Arrivals: Rio also features live music from Bossanaire, a traditional bossa nova group featuring lead singers Laurie Hammond and Mallory Glaser, and music from Juan Cruz Luqui, an Argentinean composer, producer and artist. Luqui is coming from Los Angeles to play the ronroco, a South American stringed instrument with a low baritone sound, on stage alongside the dancers.
Collaborating with artists living in other states has posed its challenges during the pandemic, but the Bontragers agree that living in a pandemic world has actually strengthened the making of the performance in many ways.

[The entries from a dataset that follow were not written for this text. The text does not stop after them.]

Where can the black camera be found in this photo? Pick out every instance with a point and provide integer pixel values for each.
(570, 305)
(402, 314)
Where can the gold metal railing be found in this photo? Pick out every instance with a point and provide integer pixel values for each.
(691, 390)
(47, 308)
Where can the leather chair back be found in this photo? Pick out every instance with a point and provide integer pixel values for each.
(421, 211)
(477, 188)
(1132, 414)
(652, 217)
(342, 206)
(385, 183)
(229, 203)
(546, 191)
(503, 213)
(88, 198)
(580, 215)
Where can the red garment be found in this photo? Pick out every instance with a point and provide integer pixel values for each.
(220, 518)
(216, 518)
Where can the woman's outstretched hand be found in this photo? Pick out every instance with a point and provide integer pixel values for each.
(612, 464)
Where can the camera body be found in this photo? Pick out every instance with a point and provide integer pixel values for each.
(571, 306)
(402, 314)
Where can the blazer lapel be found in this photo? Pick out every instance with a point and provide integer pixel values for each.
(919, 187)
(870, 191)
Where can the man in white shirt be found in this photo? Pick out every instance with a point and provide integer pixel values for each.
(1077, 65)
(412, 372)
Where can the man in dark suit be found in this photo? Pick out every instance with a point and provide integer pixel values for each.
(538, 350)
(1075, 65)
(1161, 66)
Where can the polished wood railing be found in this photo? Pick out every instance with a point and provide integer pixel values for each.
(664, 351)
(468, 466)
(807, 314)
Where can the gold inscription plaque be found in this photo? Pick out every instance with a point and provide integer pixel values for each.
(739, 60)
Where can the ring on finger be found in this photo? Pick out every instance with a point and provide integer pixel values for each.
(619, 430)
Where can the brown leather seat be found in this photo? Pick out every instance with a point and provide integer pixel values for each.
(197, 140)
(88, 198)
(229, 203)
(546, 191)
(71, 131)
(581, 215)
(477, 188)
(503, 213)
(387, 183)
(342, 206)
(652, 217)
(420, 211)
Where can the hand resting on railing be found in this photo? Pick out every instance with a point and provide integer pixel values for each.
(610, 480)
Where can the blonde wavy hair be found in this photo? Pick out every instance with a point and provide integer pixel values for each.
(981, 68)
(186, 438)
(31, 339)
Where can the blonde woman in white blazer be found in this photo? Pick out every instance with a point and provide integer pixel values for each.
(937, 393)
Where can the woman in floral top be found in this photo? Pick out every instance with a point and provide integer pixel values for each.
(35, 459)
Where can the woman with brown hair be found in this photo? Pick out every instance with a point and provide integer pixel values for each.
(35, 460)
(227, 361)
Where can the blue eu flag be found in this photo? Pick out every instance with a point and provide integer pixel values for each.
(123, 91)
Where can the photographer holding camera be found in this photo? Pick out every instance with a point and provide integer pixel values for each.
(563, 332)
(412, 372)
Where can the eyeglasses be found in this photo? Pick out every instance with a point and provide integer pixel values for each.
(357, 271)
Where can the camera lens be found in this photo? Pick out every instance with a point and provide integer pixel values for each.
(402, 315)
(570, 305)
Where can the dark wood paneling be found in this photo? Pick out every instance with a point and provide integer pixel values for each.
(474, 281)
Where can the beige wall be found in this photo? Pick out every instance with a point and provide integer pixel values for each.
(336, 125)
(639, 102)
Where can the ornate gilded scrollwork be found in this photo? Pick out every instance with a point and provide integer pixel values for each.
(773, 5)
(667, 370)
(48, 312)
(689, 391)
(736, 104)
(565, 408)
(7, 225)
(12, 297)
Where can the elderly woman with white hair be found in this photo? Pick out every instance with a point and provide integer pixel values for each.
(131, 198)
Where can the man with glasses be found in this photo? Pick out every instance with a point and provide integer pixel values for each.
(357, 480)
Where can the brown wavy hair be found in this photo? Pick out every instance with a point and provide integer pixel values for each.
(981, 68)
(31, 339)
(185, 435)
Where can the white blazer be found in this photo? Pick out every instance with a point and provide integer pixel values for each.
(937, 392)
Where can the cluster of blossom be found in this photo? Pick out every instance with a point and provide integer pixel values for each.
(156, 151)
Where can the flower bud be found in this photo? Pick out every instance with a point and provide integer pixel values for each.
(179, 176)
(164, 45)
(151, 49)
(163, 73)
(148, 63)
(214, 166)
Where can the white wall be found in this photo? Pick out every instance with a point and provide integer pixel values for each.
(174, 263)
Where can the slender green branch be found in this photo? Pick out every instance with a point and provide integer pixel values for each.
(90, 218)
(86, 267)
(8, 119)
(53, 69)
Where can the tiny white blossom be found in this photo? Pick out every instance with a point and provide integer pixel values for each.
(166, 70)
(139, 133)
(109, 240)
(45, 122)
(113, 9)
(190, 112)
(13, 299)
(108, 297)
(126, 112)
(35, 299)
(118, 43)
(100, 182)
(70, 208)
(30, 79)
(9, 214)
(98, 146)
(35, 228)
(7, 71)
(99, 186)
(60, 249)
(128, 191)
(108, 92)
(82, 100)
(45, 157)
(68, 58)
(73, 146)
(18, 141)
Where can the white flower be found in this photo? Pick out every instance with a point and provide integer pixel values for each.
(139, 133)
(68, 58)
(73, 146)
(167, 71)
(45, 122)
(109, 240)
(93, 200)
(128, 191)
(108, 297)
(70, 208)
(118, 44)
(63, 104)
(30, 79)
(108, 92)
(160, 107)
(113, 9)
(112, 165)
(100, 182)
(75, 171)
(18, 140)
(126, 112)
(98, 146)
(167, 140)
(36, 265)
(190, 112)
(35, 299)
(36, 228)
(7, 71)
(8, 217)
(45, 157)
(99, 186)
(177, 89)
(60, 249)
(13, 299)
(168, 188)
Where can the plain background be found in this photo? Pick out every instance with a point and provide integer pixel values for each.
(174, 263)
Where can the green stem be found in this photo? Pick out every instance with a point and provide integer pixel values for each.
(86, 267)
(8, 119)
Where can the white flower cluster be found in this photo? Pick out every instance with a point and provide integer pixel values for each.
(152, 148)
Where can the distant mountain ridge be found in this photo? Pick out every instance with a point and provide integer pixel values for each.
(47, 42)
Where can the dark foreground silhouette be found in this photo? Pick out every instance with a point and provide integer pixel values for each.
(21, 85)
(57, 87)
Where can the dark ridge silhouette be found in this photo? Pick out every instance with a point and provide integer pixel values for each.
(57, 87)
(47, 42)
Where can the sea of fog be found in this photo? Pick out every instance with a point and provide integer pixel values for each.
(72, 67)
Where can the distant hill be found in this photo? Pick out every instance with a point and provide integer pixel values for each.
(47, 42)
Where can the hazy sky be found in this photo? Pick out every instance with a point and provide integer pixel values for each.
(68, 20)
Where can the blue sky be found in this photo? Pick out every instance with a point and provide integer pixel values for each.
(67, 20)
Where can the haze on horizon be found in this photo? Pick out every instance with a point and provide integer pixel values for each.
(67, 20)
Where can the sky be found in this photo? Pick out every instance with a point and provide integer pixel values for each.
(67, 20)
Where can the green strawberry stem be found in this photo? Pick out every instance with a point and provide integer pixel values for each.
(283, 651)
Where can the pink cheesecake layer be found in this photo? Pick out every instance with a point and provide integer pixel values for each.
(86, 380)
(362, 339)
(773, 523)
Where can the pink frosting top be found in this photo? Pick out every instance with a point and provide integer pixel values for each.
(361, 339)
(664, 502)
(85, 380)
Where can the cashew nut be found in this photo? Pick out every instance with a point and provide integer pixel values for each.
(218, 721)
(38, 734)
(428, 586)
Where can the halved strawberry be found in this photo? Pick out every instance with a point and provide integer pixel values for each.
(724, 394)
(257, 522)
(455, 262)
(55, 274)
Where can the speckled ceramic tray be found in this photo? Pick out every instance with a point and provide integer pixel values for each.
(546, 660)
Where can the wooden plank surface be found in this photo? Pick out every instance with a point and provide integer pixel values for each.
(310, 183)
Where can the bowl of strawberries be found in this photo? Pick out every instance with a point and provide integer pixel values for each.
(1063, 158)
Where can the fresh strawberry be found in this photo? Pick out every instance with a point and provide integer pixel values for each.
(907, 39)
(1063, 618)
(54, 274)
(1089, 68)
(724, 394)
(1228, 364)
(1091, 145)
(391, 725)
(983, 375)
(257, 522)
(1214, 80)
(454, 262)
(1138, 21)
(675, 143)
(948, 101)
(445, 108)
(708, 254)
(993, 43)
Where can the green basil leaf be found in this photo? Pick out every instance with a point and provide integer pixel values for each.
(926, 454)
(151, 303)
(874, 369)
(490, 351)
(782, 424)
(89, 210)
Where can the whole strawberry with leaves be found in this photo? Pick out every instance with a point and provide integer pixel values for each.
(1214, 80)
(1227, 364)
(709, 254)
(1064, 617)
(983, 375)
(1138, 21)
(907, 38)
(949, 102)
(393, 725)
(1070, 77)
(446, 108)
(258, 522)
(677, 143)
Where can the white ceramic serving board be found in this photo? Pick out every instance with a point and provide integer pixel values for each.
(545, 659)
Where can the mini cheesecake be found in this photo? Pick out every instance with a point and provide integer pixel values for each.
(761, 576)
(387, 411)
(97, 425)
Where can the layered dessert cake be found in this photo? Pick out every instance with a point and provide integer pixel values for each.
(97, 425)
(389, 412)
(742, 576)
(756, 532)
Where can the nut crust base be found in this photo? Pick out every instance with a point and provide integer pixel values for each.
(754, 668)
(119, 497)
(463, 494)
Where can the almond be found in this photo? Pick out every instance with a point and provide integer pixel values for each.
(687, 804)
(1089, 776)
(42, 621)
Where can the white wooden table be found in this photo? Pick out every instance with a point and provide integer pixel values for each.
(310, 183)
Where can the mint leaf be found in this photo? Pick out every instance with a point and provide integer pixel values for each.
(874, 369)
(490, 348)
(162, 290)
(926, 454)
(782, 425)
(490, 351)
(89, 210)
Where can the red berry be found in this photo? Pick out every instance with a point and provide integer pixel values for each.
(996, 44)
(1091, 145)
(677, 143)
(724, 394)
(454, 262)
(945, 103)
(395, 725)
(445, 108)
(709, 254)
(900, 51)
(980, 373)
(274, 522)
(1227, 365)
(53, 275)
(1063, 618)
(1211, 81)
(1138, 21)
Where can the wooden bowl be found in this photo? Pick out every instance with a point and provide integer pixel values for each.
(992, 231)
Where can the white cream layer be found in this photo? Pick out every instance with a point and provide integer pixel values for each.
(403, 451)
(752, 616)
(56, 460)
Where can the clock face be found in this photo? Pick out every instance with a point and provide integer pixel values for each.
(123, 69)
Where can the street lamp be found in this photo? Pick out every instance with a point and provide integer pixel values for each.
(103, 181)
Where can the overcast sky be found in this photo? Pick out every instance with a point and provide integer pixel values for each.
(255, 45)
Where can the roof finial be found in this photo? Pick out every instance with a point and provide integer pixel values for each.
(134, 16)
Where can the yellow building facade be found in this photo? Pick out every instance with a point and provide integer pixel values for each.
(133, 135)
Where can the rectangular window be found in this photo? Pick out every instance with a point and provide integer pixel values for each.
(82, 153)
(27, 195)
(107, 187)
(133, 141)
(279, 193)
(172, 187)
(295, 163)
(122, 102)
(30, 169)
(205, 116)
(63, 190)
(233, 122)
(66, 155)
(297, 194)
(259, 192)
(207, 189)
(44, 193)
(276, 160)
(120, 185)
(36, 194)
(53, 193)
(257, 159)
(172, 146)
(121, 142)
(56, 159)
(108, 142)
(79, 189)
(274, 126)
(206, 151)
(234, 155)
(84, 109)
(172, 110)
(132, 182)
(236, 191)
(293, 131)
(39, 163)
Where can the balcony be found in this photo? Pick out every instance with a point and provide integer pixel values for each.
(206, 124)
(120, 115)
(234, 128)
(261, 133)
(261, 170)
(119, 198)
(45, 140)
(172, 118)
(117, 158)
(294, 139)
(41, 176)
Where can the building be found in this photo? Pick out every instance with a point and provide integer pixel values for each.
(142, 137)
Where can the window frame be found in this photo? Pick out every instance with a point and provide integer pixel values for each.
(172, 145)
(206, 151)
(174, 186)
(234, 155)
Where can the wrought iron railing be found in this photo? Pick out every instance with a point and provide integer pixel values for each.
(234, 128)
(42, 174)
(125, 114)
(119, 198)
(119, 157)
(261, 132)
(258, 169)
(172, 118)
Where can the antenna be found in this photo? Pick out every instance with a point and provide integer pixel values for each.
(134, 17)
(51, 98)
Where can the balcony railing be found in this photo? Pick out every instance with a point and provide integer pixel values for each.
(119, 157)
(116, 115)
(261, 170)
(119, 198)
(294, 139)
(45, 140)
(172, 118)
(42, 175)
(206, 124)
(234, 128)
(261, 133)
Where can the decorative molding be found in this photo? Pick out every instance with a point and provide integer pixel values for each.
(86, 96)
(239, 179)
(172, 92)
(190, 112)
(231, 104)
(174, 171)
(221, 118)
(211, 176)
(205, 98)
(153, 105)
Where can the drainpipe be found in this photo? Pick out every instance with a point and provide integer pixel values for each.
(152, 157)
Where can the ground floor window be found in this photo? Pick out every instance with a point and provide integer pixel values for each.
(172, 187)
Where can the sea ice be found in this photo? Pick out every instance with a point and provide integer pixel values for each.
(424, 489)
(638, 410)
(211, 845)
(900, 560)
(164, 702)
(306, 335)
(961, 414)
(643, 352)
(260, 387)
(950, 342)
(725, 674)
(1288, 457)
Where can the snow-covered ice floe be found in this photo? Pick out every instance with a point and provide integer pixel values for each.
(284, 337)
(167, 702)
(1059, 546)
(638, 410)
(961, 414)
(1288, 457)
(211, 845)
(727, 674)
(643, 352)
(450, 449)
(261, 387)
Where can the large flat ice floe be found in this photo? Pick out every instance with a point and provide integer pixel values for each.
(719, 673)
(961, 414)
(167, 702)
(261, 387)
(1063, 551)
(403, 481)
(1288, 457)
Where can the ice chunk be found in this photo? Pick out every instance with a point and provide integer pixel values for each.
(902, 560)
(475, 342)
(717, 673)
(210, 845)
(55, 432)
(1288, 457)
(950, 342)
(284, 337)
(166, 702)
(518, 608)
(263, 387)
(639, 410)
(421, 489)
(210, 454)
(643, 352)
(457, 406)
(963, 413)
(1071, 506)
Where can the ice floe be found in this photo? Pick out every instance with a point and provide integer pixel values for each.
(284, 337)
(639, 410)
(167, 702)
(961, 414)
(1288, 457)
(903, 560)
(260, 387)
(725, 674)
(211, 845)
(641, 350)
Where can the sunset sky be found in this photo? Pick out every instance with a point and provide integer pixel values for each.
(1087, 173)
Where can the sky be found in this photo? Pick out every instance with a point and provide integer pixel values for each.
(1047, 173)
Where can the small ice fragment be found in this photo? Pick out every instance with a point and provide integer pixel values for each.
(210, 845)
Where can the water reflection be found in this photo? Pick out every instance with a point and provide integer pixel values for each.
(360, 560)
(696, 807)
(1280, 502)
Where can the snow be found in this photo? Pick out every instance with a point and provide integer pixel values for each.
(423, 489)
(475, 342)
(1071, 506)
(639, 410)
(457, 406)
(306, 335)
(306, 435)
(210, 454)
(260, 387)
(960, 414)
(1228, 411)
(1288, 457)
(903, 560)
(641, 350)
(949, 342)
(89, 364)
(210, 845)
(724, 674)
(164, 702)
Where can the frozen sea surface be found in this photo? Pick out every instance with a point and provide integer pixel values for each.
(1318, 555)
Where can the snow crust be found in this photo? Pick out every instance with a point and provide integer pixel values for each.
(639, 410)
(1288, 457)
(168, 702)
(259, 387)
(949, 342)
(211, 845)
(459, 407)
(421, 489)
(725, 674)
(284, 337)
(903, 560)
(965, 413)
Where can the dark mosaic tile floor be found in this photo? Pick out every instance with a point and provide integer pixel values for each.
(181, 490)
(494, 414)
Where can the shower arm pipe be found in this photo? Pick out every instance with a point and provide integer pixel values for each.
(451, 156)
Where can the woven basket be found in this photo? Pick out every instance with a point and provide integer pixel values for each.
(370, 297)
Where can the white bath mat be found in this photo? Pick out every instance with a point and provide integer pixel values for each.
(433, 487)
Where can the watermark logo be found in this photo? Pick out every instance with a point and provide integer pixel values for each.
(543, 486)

“We’ve added a lot to enhance the experience,” Donna says. Narrations in between dance pieces and set projections featuring aerial drone shots will make the audience feel like they are truly on a tour of South America with BFan’s cast. Hannah describes Ramirez’s process in creating the set projections, where he takes an image from Google Maps and knits it together with aerial drone footage, as “a game changer.”
“He takes us from the Hult Center all the way to Rio,” she says. “So it really looks like what you’d see out your window.”
A principal dancer with BFan since 2016, Ramirez wears many hats in this production. He plays the role of Machado, the tour guide who takes an American couple through Brazil and Argentina, to the streets during Carnival and the beaches of Ipanema. He describes how dancing in the performance makes him “more aware of what’s happening on stage” when deciding how to time the projections, such as with the fireworks that go off with a dancer’s jump.
Ramirez will DJ the after-party on New Year’s Eve, which also features live music from Bossanaire. The after-party will include light Latin fare from Shield Bistro, and a midnight champagne toast to the new year led by Brittany Quick-Warner, CEO of Eugene Area Chamber of Commerce, which partnered with BFan on this project.
This will be BFan’s first premiere since before the pandemic, and the Bontragers describe the sheer elation they and their dancers are feeling as they gear up to perform at the Hult Center.
Hannah describes cultivating fun and intrigue in putting Arrivals: Rio together. “It’s immersive,” she says. “We want to mesmerize and uplift the community with the art we create.”
But it’s also distanced,” she says of the seating in Silva Hall. “It’s responsible but we don’t want you to have to think about the fact that we’re in a pandemic. Arrivals is an escape.”
Arrivals: Rio premieres 8:30 pm Friday, Dec. 31, at the Hult Center’s Silva Hall. Tickets $22-$75. Pre-show party 8 pm, free admission. After-party 10:30 pm, tickets $35, sold separately. Matinee performance 2:30 pm Sunday, Jan. 2. Tickets $12-62. Proof of vaccination or negative COVID test within 48 hours required for entry. More details on tickets and NYE after party at HultCenter.org/BalletFantastique-Arrivals.